Si certaines tentatives de fraudeurs paraissent évidentes - pensons notamment aux concours pour gagner un téléphone -, d’autres sont plus sournoises. Les fraudeurs utilisent désormais des stratégies sophistiquées pour recréer le site web de compagnies connues, comme Postes Canada, UPS et Purolator.

«Les fraudeurs utilisent souvent des marques connues et dignes de confiance. Si la confiance à l’égard d’une marque est élevée, ils prendront des gens au piège, que l’imitation soit bonne ou non», prévient Postes Canada, dans son magazine.

C’est parfois à s’y méprendre: les couleurs, le logo et tous les éléments graphiques sont repris de manière à confondre la victime, de même que la qualité de la langue, qui s’est largement améliorée.

«[Les fraudeurs] ont fait un bon boulot côté graphique. Quand on ne porte pas attention à l’URL du site, on peut facilement croire qu’on est sur le bon site», a indiqué Jeff Thompson.

Les modus operandi des fraudeurs sont bien connus. Postes Canada affirme que les faux messages contiennent presque toujours un lien ou un bouton sur lequel il faut cliquer. Ils peuvent notamment:

- Vous demander de cliquer sur un lien pour planifier la livraison de votre colis

- S’excuser pour votre «mauvaise expérience» en lien aux services et vous offrir une récompense indéterminée «en guise d’excuses»

- Indiquer que votre colis est retenu à l’entrepôt en attente de livraison et vous demander de «confirmer le paiement (2,99 $ CA)» en cliquant sur un lien

D’autres éléments récurrents peuvent aussi vous mettre la puce à l'oreille: l’usage d’un URL raccourci (de type Bitly), un courriel de provenance non crédible (comme @hotmail.com) et la présence de fautes d’orthographe et de syntaxe dans le message.

Que faire si vous recevez ces messages? 

Si vous avez reçu un avis qui semble frauduleux, ne cliquez pas.

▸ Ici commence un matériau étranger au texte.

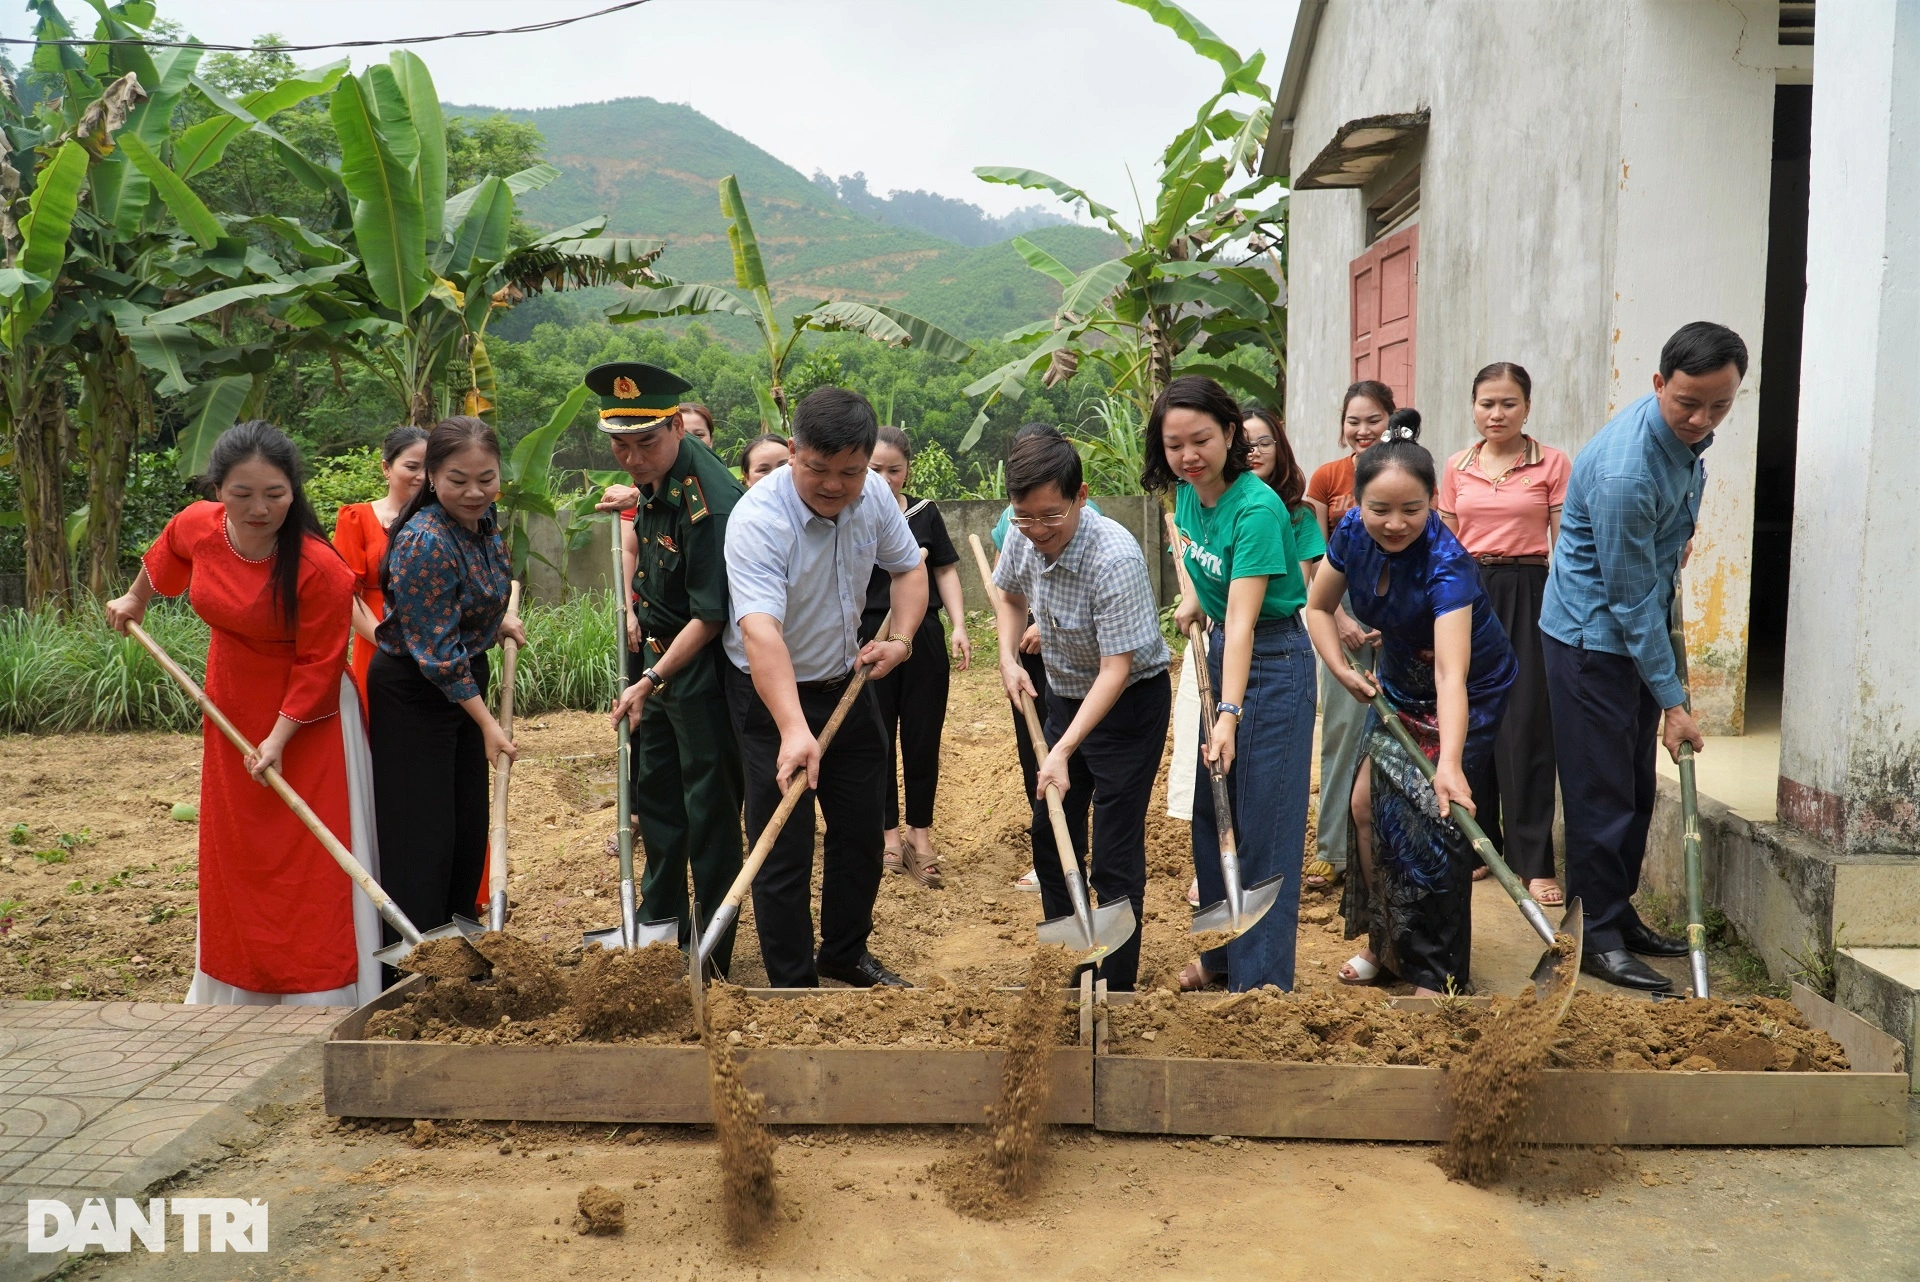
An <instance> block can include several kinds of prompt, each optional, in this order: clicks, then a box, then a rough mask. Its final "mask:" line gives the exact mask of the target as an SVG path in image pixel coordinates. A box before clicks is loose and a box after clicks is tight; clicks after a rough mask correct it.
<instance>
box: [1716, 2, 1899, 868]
mask: <svg viewBox="0 0 1920 1282" xmlns="http://www.w3.org/2000/svg"><path fill="white" fill-rule="evenodd" d="M1814 86H1816V88H1814V100H1812V200H1811V207H1809V226H1807V328H1805V353H1803V372H1801V405H1799V455H1797V470H1795V493H1793V580H1791V597H1789V614H1788V668H1786V704H1784V710H1782V733H1780V818H1782V819H1786V821H1789V823H1795V825H1799V827H1801V829H1805V831H1809V833H1812V835H1816V837H1820V839H1824V841H1828V843H1832V844H1836V846H1839V848H1843V850H1849V852H1864V850H1887V852H1901V854H1920V522H1916V520H1914V503H1916V499H1914V495H1916V489H1920V0H1849V2H1847V4H1834V6H1822V8H1820V36H1818V40H1816V42H1814ZM1715 453H1718V451H1715Z"/></svg>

Un virus pourrait s’y trouver ou une autre interface semblable à la compagnie dont l'identité est imitée pourrait vous demander de fournir des informations personnelles.

Les compagnies de livraison ne vous demanderont jamais de payer un montant de livraison additionnel après que vous ayez complété l’achat. Pour valider le moment de la réception du colis, vérifiez l’état d’avancement de votre commande à l’aide du numéro de repérage fourni lors de votre achat.

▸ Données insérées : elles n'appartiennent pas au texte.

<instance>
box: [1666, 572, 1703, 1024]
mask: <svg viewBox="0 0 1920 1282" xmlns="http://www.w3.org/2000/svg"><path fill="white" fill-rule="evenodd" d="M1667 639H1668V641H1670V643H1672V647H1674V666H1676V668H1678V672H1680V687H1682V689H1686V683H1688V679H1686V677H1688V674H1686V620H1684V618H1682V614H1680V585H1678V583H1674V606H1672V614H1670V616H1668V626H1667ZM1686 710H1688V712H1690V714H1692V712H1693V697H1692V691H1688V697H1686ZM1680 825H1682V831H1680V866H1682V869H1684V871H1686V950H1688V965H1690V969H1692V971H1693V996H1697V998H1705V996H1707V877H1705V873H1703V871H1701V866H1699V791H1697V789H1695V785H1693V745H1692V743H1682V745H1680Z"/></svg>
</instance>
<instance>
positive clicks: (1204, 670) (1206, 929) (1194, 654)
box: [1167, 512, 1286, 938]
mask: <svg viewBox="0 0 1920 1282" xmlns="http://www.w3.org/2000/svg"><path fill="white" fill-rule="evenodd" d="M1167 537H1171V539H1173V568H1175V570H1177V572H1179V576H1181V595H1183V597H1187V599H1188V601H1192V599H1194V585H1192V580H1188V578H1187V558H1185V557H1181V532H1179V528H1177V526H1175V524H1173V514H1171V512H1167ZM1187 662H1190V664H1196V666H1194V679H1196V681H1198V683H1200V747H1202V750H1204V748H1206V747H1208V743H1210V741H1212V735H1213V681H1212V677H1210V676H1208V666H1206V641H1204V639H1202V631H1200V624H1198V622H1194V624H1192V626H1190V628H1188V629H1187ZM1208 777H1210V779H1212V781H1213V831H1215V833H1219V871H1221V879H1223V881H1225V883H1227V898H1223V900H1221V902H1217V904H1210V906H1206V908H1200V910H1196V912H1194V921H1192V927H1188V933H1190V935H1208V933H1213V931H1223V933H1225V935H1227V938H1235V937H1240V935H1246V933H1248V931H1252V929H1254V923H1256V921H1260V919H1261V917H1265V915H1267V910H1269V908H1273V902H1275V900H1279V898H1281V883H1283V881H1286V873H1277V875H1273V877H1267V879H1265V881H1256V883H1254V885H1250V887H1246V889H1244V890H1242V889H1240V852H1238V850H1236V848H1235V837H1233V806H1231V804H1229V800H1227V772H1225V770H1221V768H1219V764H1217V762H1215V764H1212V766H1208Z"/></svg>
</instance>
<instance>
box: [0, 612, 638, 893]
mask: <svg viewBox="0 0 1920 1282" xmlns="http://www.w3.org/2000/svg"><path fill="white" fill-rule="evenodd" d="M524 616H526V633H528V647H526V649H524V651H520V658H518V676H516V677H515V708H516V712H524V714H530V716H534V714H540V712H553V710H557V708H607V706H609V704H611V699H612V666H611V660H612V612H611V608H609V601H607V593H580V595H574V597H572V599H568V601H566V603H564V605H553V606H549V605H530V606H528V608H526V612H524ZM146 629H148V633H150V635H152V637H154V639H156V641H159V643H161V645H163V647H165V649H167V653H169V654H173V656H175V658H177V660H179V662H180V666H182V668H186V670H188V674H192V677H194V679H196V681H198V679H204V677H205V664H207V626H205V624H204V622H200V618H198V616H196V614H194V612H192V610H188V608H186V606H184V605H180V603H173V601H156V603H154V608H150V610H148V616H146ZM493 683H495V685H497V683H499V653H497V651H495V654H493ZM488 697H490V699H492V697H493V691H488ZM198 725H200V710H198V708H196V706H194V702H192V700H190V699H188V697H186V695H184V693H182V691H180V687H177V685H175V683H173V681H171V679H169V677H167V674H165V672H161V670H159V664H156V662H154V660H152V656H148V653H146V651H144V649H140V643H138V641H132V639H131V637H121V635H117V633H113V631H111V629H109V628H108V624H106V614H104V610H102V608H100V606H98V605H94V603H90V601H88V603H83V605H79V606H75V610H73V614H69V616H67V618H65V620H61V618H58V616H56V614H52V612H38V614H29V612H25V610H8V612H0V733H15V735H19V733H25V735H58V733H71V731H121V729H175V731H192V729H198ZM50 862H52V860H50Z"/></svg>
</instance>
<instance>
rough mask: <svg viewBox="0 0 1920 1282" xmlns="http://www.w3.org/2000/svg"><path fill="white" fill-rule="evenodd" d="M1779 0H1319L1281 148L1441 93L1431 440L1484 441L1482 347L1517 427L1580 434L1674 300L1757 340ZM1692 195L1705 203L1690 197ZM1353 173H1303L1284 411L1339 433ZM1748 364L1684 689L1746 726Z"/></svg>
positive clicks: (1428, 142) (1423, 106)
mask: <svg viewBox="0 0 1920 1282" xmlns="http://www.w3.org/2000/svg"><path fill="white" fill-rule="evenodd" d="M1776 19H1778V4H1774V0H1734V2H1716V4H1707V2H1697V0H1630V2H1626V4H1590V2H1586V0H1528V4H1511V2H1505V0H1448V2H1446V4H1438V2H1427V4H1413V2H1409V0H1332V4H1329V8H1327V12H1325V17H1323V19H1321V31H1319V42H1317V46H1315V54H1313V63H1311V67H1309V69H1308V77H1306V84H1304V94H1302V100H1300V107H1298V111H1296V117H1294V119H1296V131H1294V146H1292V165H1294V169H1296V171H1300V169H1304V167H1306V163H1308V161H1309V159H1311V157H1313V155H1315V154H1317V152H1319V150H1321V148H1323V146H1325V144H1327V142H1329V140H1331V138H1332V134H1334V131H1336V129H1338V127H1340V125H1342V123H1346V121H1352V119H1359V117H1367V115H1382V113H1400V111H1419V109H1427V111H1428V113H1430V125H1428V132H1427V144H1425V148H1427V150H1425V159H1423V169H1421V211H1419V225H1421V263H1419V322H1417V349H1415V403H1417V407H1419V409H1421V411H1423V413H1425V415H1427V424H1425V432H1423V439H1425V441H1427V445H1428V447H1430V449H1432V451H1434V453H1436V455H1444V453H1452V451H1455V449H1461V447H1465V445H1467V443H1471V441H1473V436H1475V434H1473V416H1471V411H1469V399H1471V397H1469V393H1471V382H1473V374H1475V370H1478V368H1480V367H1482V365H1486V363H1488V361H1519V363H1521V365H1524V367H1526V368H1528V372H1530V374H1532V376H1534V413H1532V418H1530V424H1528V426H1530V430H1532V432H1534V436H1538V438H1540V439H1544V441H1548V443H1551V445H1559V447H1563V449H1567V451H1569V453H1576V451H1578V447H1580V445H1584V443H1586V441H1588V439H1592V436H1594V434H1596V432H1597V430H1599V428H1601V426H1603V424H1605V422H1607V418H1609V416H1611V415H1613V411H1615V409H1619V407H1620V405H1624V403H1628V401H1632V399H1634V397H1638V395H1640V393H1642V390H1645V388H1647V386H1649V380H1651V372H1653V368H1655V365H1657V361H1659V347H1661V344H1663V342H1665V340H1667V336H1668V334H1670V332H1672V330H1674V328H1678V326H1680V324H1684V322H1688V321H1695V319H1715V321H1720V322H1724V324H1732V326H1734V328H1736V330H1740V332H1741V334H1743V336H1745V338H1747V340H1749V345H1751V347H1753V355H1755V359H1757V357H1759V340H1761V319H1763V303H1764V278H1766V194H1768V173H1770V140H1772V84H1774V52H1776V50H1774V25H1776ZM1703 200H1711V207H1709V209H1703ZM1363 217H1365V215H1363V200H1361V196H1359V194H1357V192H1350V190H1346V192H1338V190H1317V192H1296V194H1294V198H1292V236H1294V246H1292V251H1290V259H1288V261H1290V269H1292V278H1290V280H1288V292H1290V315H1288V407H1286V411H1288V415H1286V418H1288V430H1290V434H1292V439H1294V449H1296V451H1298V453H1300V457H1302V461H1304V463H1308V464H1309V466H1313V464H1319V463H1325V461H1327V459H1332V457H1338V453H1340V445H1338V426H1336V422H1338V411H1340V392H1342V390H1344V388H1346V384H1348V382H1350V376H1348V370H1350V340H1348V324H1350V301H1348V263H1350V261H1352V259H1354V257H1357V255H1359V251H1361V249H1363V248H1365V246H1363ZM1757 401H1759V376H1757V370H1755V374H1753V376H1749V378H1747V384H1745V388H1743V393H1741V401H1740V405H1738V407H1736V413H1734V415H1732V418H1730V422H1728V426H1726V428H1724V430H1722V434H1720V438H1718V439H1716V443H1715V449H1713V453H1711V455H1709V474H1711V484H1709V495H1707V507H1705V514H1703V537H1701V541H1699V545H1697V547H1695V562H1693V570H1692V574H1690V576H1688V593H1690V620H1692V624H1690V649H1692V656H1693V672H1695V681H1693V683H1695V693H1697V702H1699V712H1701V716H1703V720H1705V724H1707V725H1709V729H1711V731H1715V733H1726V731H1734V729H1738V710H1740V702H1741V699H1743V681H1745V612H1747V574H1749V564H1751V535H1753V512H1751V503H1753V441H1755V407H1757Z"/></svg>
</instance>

Si vous pensez être la cible d’une fraude, vous pouvez appeler le Centre antifraude du Canada au 1 888 495-8501.

Mieux protéger ses infos personnelles 

«La recette pour réduire ces incidents est de sensibiliser les gens à la dissémination de l’information, mais aussi mieux cerner comment ils dévoilent de l’information indirecte par les habitudes de furetage en ligne», a expliqué l’expert en sécurité informatique Steve Waterhouse.

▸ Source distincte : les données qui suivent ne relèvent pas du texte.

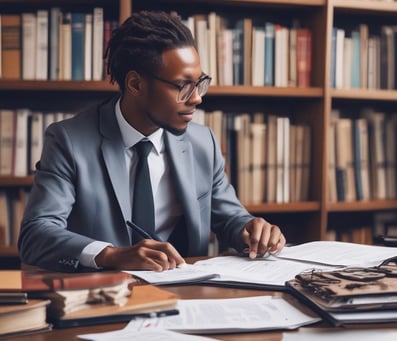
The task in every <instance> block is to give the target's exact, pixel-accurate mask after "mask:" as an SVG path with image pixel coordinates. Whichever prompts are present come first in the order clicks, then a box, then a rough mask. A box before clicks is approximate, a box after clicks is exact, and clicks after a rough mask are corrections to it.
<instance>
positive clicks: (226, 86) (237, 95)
mask: <svg viewBox="0 0 397 341" xmlns="http://www.w3.org/2000/svg"><path fill="white" fill-rule="evenodd" d="M206 96H233V97H235V96H239V97H240V96H241V97H243V96H247V97H249V96H252V97H254V96H257V97H261V96H263V97H305V98H322V96H323V89H322V88H287V87H286V88H282V87H271V86H269V87H263V86H242V85H240V86H236V85H233V86H211V87H210V88H209V90H208V93H207V95H206Z"/></svg>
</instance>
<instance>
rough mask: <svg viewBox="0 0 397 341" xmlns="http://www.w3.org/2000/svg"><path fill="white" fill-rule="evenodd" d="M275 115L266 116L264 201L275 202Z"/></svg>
mask: <svg viewBox="0 0 397 341" xmlns="http://www.w3.org/2000/svg"><path fill="white" fill-rule="evenodd" d="M276 146H277V116H275V115H268V117H267V145H266V148H267V150H266V155H267V181H266V188H267V191H266V201H267V202H276V181H277V154H276Z"/></svg>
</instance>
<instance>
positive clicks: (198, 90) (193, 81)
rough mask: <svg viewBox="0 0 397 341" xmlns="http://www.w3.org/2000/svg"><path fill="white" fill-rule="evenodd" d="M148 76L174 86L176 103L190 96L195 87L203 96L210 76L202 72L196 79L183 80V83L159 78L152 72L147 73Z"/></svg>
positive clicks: (209, 85) (207, 84) (179, 101)
mask: <svg viewBox="0 0 397 341" xmlns="http://www.w3.org/2000/svg"><path fill="white" fill-rule="evenodd" d="M149 75H150V77H152V78H153V79H156V80H158V81H160V82H163V83H166V84H169V85H171V86H173V87H174V88H176V89H178V90H179V91H178V93H177V95H176V102H177V103H185V102H186V101H187V100H189V98H190V97H191V96H192V94H193V92H194V90H195V89H196V88H197V90H198V94H199V96H200V97H203V96H204V95H205V94H206V93H207V91H208V88H209V86H210V83H211V80H212V78H211V77H210V76H208V75H205V74H203V75H202V76H201V77H200V78H199V79H198V80H197V81H185V82H184V83H183V84H181V85H179V84H175V83H173V82H171V81H169V80H167V79H164V78H160V77H158V76H156V75H154V74H152V73H149Z"/></svg>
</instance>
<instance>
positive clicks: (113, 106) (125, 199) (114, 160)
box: [99, 99, 131, 221]
mask: <svg viewBox="0 0 397 341" xmlns="http://www.w3.org/2000/svg"><path fill="white" fill-rule="evenodd" d="M116 100H117V99H115V100H112V101H110V102H109V103H107V104H105V105H103V106H101V107H100V108H99V115H100V119H99V122H100V123H99V124H100V127H99V129H100V131H101V134H102V136H103V140H102V146H101V148H102V155H103V159H104V161H105V165H106V169H107V171H108V174H109V177H110V180H111V182H112V185H113V189H114V193H115V194H116V197H117V201H118V203H119V206H120V208H121V211H122V213H123V217H124V220H125V221H126V220H130V218H131V205H130V194H129V183H127V184H126V181H128V178H129V175H128V172H127V169H126V167H125V157H124V144H123V141H122V138H121V134H120V128H119V126H118V124H117V120H116V114H115V111H114V106H115V103H116Z"/></svg>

Même si l’on partage des données personnelles (courriel, code postal, etc.) à des commerces ou organisations de confiance, on ne sait pas qui pourrait mettre la main sur ces données lorsqu’une attaque sera perpétrée et qu’une fuite de données s’ensuivra. Pensons notamment à la fuite de données massive à Revenu Québec à l’été 2019, de même que le vol de données chez Desjardins en 2020.

Un autre élément facilite grandement la vie aux fraudeurs selon Steve Waterhouse: la consommation en ligne via les plateformes mobiles. Puisque les écrans de nos téléphones sont plus petits, les éléments nous permettant de nous assurer de la légitimité d'un courriel ou d'un site sont moins visibles, comme l’URL.

«La réduction de surface de consommation fait en sorte que les gens s’exposent plus sans le vouloir et les fraudeurs le savent», a-t-il mentionné.

Sa recommandation? Faire les achats ou les opérations importantes sur un ordinateur. Il s’agit d’un environnement que l’on connaît bien et où les points de repère sont plus évidents.